CRAFTING A SUSTAINABLE FUTURE
Take a closer look at our efforts to protect the natural resources we use to make Jack Daniel’s.
When Jack Daniel first learned the art of distilling whiskey from Nearest Green, he also learned the importance of doing things the right way - even if it takes a little more effort and time.
These days, we carry this sentiment forward in our efforts to run our Distillery with “zero-waste to landfill” and to responsibly steward everything from the water that makes our whiskey to the wood that makes our barrels.
ZERO WASTE INITIATIVES
Our commitment to making great whiskey is only matched by our commitment to preserving the world we call home.
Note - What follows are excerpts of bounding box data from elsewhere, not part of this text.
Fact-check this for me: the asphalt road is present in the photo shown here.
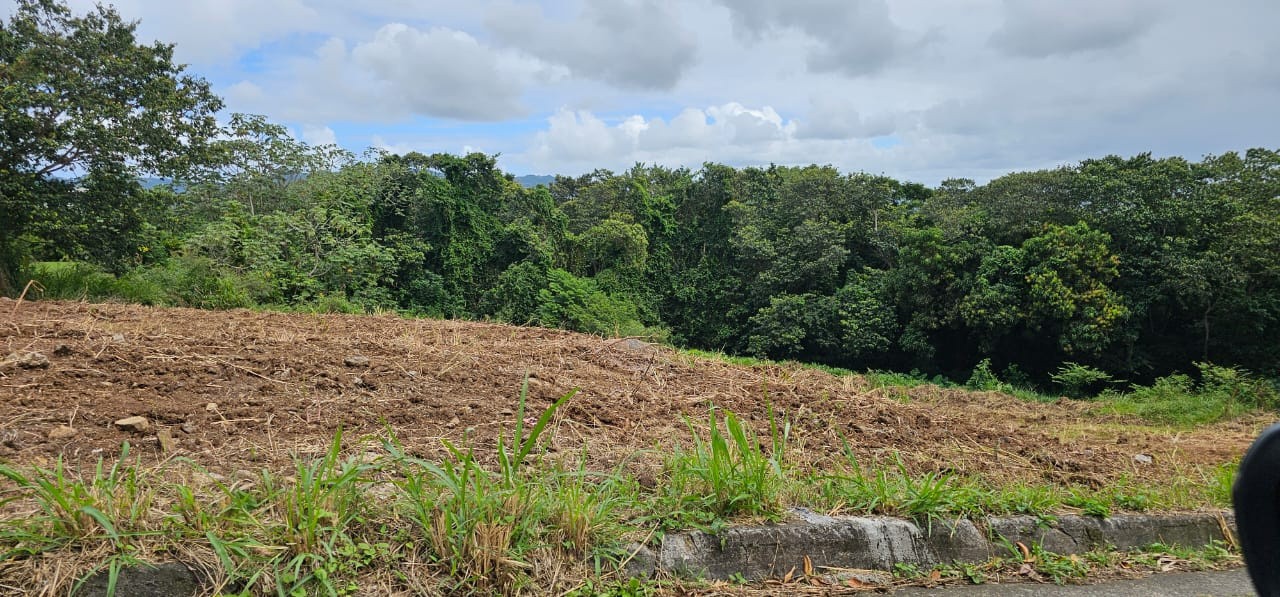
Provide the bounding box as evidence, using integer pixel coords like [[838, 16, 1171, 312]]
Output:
[[893, 569, 1257, 597]]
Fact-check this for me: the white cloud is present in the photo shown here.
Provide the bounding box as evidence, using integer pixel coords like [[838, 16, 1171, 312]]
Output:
[[351, 23, 538, 120], [301, 124, 338, 145], [991, 0, 1165, 58], [485, 0, 696, 90], [70, 0, 324, 63], [718, 0, 916, 77], [15, 0, 1280, 182]]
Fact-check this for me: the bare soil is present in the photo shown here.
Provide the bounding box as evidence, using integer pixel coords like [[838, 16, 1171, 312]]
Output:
[[0, 300, 1268, 487]]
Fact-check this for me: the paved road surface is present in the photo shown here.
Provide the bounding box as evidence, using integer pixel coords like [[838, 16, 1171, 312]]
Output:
[[893, 569, 1257, 597]]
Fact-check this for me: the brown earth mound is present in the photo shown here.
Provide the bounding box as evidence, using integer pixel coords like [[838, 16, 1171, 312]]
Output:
[[0, 301, 1263, 486]]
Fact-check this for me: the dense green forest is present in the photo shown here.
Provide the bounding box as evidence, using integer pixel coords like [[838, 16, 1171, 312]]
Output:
[[0, 0, 1280, 384]]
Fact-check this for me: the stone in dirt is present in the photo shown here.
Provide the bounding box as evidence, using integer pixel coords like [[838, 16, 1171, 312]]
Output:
[[156, 427, 174, 454], [342, 355, 369, 366], [115, 416, 151, 433], [49, 425, 79, 442], [76, 562, 200, 597], [0, 352, 49, 369]]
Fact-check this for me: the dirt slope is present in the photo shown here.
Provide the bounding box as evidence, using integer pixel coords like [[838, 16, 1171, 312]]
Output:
[[0, 300, 1263, 484]]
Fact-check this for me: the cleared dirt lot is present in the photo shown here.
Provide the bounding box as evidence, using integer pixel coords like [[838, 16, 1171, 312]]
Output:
[[0, 301, 1267, 486]]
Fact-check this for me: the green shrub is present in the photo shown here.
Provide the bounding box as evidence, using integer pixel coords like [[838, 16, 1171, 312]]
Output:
[[965, 359, 1005, 392], [27, 261, 164, 305], [1101, 363, 1280, 425], [1050, 363, 1111, 398]]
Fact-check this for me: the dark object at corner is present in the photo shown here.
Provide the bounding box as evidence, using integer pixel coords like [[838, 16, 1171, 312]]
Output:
[[1231, 425, 1280, 597]]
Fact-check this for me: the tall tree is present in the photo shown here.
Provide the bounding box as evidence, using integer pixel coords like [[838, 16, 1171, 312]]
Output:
[[0, 0, 221, 291]]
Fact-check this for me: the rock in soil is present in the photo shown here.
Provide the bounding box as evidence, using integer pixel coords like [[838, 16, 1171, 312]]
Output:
[[156, 427, 174, 454], [342, 355, 369, 366], [0, 352, 49, 369], [115, 416, 151, 433], [76, 562, 200, 597], [49, 425, 79, 442]]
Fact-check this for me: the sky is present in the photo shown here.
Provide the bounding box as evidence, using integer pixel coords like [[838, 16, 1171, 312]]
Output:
[[17, 0, 1280, 184]]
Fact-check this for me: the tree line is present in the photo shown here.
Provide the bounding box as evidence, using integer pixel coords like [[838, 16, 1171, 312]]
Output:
[[0, 0, 1280, 383]]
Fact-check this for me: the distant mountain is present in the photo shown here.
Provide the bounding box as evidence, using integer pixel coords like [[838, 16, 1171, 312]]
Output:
[[516, 174, 556, 188]]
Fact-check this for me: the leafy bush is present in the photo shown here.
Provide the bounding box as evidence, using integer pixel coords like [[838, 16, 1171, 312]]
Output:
[[1100, 363, 1280, 425], [1050, 363, 1111, 398], [27, 261, 165, 305], [136, 256, 258, 309], [538, 269, 645, 336], [964, 359, 1005, 392]]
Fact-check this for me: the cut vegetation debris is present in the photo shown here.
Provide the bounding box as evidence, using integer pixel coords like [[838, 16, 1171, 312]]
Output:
[[0, 301, 1274, 594]]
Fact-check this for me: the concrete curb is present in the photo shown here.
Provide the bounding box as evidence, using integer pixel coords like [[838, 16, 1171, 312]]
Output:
[[626, 509, 1235, 580]]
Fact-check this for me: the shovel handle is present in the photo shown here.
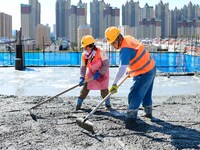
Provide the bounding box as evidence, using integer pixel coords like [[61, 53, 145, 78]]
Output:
[[30, 78, 93, 110], [84, 75, 129, 122]]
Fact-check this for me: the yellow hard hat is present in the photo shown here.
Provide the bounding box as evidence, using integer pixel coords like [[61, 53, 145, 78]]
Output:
[[81, 35, 95, 47], [105, 26, 120, 44]]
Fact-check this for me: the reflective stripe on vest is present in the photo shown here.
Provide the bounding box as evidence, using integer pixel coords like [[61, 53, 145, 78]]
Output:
[[120, 36, 154, 77]]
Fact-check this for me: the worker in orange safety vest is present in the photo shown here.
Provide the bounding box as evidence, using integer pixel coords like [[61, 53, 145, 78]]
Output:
[[105, 26, 156, 128]]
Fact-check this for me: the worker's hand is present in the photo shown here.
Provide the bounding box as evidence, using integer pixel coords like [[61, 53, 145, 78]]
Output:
[[109, 84, 118, 94], [79, 77, 85, 86], [93, 71, 101, 80]]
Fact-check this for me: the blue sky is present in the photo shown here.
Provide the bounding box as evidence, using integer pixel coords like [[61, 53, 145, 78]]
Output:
[[0, 0, 200, 30]]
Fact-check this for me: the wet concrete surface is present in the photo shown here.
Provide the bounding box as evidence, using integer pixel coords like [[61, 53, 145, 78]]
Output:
[[0, 95, 200, 150], [0, 68, 200, 150]]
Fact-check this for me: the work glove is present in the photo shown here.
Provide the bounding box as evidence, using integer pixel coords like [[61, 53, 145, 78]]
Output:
[[79, 77, 85, 86], [109, 84, 118, 94], [93, 71, 101, 80]]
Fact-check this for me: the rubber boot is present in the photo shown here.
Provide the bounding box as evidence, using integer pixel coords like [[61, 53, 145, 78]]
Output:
[[142, 105, 152, 118], [125, 109, 138, 129], [75, 98, 83, 111], [105, 98, 111, 110]]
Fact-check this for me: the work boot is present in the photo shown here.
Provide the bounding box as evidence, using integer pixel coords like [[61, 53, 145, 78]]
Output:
[[125, 109, 138, 129], [105, 99, 111, 110], [142, 105, 152, 118], [75, 98, 83, 111]]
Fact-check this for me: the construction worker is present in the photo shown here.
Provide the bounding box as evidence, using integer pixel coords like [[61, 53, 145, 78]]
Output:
[[75, 35, 111, 110], [105, 26, 156, 128]]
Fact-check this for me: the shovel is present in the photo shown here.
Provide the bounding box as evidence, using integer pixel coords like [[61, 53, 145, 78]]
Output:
[[29, 78, 93, 121], [76, 75, 129, 134]]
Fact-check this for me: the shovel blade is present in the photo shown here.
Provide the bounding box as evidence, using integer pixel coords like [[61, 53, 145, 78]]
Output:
[[76, 118, 95, 134]]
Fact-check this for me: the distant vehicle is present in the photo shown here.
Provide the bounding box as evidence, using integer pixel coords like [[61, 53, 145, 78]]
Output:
[[59, 40, 69, 50]]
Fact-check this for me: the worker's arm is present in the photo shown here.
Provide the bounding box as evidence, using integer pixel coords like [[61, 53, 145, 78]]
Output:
[[113, 65, 127, 85]]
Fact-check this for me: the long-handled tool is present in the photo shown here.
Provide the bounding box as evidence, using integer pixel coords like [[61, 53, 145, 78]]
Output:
[[76, 75, 129, 134], [29, 78, 93, 121]]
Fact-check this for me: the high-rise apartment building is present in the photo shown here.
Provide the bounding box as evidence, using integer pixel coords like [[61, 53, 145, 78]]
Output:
[[21, 0, 41, 39], [56, 0, 71, 38], [103, 4, 120, 32], [119, 25, 136, 37], [155, 1, 171, 38], [90, 0, 105, 38], [139, 18, 161, 39], [0, 12, 12, 39], [177, 20, 200, 38], [69, 1, 87, 45], [139, 3, 155, 21], [122, 0, 141, 27], [77, 25, 92, 50], [90, 0, 120, 38]]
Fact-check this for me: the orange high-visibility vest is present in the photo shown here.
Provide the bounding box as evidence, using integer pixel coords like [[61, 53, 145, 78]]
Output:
[[120, 35, 155, 77]]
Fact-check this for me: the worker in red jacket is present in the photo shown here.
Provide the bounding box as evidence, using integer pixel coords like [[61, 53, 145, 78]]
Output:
[[76, 35, 111, 110]]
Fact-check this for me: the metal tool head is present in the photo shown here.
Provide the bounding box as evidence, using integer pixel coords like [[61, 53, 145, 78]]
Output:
[[29, 109, 37, 121], [76, 118, 95, 134]]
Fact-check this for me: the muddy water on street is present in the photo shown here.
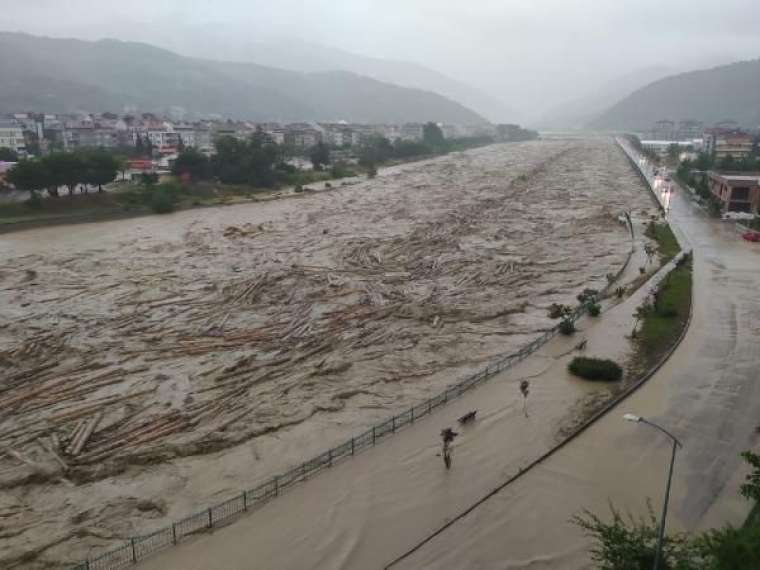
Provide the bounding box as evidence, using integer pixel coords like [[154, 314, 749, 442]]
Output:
[[0, 140, 652, 567]]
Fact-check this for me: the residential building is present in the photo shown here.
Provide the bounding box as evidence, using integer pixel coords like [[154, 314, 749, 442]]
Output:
[[676, 119, 705, 140], [707, 171, 760, 215], [0, 118, 26, 154], [285, 125, 322, 148], [399, 123, 424, 141], [144, 122, 179, 156], [704, 127, 752, 160], [652, 119, 676, 140]]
That’s why we send 99% of the materials used in our Distillery to be reused or recycled, and why we are constantly working toward new zero-waste goals.
OUR ZERO-WASTE INITIATIVES INCLUDE:
- Upcycling sugar maple charcoal used for filtering into smoking pellets for barbecues.
- Converting excess shrink wrap from packaging into decking material.
- Reusing grain and yeast distilling by-products as cattle feed.
- Repurposing used barrels with the help of furniture makers and other alcohol manufacturers.
- Reducing paper waste by providing tablets for electronic record-keeping.
The magic of Jack Daniel’s starts with the iron-free water from our natural Cave Spring Hollow, and we think that’s something worth protecting.
We’ve already conserved hundreds of acres of land to protect the Cave Spring, and are saving approximately 8 million gallons of water per year by pumping water from our reverse osmosis system to be used in our fire loop system.
WHITE OAK & SUGAR MAPLE PROTECTION
There’s simply no replacing the sugar maple trees we use to charcoal mellow and the white oak trees we use to make our barrels — and we’re making sure we’ll never have to.
We’re proud participants of the DendriFund’s White Oak Initiative to assess and preserve woodland conditions, and we’ve partnered with the University of Tennessee on a long-term Tree Improvement Program to research and study white oak and sugar maple trees.
These programs help us ensure that we always have a healthy supply of wood.